ファブリー病は、その症状が他の多くの疾患と類似しているため、診断が困難な場合があります。医師がどのようにこの遺伝性疾患であることを確認するのか、その方法をご紹介します。
ファブリー病は、関節炎、線維筋痛症、多発性硬化症などの他の病気と間違われることがよくあります。正しい診断を受けるには、何度も別の医師の診察を受ける必要があります。
ファブリー病の診断
ファブリー病を最初に疑ったのは、眼科医かもしれません。それは、この病気の患者さんの多くが、目の前の角膜に曇った筋や円形の領域を持っているからです。このような霞のようなパターンは他の疾患ではあまり見られないため、ファブリー病をより早く診断することができるのです。

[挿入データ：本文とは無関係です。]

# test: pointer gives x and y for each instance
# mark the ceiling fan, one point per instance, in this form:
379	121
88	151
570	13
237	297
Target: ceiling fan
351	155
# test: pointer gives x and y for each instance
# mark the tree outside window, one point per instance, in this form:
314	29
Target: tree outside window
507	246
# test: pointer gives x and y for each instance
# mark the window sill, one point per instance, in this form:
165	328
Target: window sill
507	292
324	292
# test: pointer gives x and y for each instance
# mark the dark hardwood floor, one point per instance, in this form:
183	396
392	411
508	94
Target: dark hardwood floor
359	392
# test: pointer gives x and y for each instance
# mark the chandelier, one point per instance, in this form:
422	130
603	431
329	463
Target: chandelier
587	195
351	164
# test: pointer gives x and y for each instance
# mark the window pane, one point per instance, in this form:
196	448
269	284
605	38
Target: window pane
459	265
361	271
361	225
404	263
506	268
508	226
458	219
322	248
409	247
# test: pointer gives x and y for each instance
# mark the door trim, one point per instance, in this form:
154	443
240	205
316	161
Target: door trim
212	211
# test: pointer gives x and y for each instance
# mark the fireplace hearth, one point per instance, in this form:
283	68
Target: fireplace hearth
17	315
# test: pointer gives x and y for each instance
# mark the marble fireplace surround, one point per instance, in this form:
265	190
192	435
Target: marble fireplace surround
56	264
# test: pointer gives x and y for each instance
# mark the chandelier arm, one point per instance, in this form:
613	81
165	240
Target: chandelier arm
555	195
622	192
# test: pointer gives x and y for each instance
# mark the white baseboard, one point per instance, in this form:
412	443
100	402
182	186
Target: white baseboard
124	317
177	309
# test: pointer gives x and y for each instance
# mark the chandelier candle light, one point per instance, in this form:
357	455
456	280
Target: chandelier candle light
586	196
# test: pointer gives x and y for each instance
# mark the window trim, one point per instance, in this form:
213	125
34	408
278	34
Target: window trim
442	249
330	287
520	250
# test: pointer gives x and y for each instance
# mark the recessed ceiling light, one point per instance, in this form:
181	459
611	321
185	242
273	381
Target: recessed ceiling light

身近な人がファブリー病を患っている人を知っていたり、その症状に気づいたりすることで、自分がファブリー病であることがわかる人もいます。
特に、若い頃に腎不全や心臓病、脳卒中にかかったことのある男性の親族がいる場合、家族歴からファブリー病であることが示唆される場合があります。調査によると、ファブリー病と診断された人の家族には、平均してあと5人、ファブリー病患者がいることが分かっています。
医師がファブリー病かもしれないと考えた場合、それを確認するために専門医の診察を受けるよう指示することがあります。これには、腎臓の問題を専門とする腎臓内科医や遺伝学者が含まれる可能性があります。小児科医、心臓専門医、リウマチ専門医も可能性のある専門家です。
ファブリー病の検査
医師はまず、あなたの症状や家族歴について尋ね、診察を行います。そして、ファブリー病を調べるための検査項目を提案されるかもしれません。
いくつかの検査に使用する血液サンプルを採取することがあります。これらの検査は、男性と女性で異なります。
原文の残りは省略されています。